More recently, back in 1997, the U.S. government traded ad time in exchange for anti-drug motifs in network programming, in dollar amounts that make Armstrong Williams' payoff look minuscule. And, of course, it's not just the government. Corporations, interest groups, and others try to influence the media, and while outright payola isn't as rare as it ought to be, it's usually a bit more subtle than that. Nonetheless, it's astounding how often news stories read like press releases (sometimes they repeat press releases verbatim) and when one takes into account the extensive personal connections that frequently exist between journalists and those who would influence them, it's often hard to know who to trust. (And sometimes ideology is involved, too, as it apparently was when Walter Duranty, writing for the New York Times, covered up Stalin's mass murder of millions in the Ukraine.)

Bloggers, of course, call themselves more trustworthy than Big Media, and probably are, if for no other reason than that they're not usually worth influencing yet. (Nobody's offered to pay me to take their side on my blog, though I have been offered money to write op-eds in favor of particular interests without disclosing it, something I declined to do; on the other hand, some bloggers have been hired by people who want to influence politics, though they haven't been, as I understand it, paid to take particular stances on their own blogs.) But how much can you trust a blog? It depends.

The personal voice in which even most anonymous blogs are written tends to inspire trust. But is that trust deserved? Sometimes, but not always. When Iraqi blogger Zeyad reported crimes by American troops I trusted him because he'd been reliable in the past, and now there's been a conviction in the case. His report could have been bogus, of course, with his earlier truthful posts merely a ruse to gain credibility, but I didn't think so, and apparently I was right. Track records matter. (Mitch Berg thinks you should look at bloggers' day jobs in assessing their credibility, though I'm not sure how much I agree with that.) Still, as Hugh Hewitt warns, "black blog ops," aimed at disinformation, are an inevitability and there are probably some going on right now. A while back, in the context of a much less significant effort to manipulate the blogosphere, I quoted scientist Thomas Ray, who once observed that "every successful system accumulates parasites." The blogosphere is successful enough now, and enough people have noticed that success, that it can expect to attract parasitism.

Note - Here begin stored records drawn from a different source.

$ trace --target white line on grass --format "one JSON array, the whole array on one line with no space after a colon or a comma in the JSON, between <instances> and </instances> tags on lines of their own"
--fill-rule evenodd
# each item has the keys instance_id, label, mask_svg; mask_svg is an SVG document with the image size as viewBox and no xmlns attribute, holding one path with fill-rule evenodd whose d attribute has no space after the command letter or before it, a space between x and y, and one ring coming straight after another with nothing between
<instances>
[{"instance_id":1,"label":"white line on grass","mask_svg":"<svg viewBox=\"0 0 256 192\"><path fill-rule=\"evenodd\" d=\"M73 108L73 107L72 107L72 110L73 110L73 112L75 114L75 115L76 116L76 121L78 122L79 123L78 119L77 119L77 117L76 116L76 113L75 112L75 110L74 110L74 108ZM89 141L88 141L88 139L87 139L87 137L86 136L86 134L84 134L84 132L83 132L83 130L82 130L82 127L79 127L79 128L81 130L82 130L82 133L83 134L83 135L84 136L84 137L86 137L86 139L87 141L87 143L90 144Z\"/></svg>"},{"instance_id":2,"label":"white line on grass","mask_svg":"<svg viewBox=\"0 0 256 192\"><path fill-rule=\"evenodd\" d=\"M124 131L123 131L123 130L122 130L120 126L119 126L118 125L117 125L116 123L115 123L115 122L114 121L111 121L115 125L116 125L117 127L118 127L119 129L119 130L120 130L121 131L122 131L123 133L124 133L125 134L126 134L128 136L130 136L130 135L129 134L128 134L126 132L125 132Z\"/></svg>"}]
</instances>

So who can you trust? Mostly, yourself. This disclaimer from talk-radio host (and blogger) Neal Boortz says it best:

        "Don't believe anything you read on this web page, or, for that matter, 
        anything you hear on The Neal Boortz Show, unless it is consistent 
        with what you already know to be true, or unless you have taken the time 
        to research the matter to prove its accuracy to your satisfaction. This is 
        known as 'doing your homework.'"

Or as somebody else who knew a lot about politics and the media once said, 'trust -- but verify.' It's true no matter what medium is involved.